RISCOS

Médicos alertam para desidratação silenciosa durante período de frio

Veja formas de prevenir problemas renais nessa época

Com as temperaturas mais baixas, a sensação de sede diminui drasticamente. No entanto, o corpo continua perdendo líquido e, se não beber água, o organismo pode ficar desidratado, o que traz riscos a saúde. Para os idosos, a falta de água pode desencadear ainda confusão mental, tontura e sonolência.

Reportagem de Nathália Cassiano e Antônio Matos

 

Nos dias mais frios, a sensação de sede diminui, mas o corpo continua precisando da mesma quantidade de água para se manter hidratado.

“Tomei acho que um 1 L já hoje já, porque eu tomo muita água durante o dia”, disse o cidadão. “Acho que hoje eu tomei 1 L até vir para cá. Aí aqui no carrinho não dá para beber muito não. Com esse vento gelado é só quando chegar em casa”, falou a cidadã. 

“É só um copo, eu preciso tomar e ainda tô com sede, mas eu vou tomar, eu tenho que tomar”, comentou a mulher. 

De acordo com esta especialista, o tempo frio e seco facilita o aparecimento de algumas doenças. A desidratação silenciosa aumenta os riscos, principalmente de problemas renais. “Se você já tem um um problema renal estabelecido, você pode acelerar essa perda por forçar mesmo o organismo a trabalhar desidratado.
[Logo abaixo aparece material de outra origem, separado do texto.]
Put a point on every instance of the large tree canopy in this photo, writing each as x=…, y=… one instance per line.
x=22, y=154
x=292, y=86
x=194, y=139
Fora isso, pode aparecer mais cálculos no inverno pela própria desidratação e também no inverno a gente costuma comer muita comida salgada. E o sal dos alimentos, ele propicia ainda mais essa formação de cálculo, aquela pouca água para aparecimento de infecções do trato urinário”, explica a nefrologista, Daphnne Camaroske Lopes. 

Segundo o Ministério da Saúde, os principais sinais de desidratação silenciosa são pele seca, urina densa, hipertensão e constipação. Para os idosos, a falta de água pode desencadear ainda a tontura, confusão mental e sonolência. Por isso, a atenção precisa ser redobrada nessa faixa etária. 

Para evitar a chamada desidratação silenciosa, a nefrologista orienta alguns cuidados simples no dia a dia. “Inverno devemos manter aquela continha de hidratação que a gente mantém no verão de 30 a 35 ml por kg por dia pro paciente em geral. E aí manter, uma garrafinha de água do nosso lado pra gente manter um controle de quanto a gente tá ingerindo, de olho ali na cor da urina. Se está mais concentrado, está faltando mais água. Se tá bem clarinha, é um sinal que a hidratação tá boa”, concluiu ela.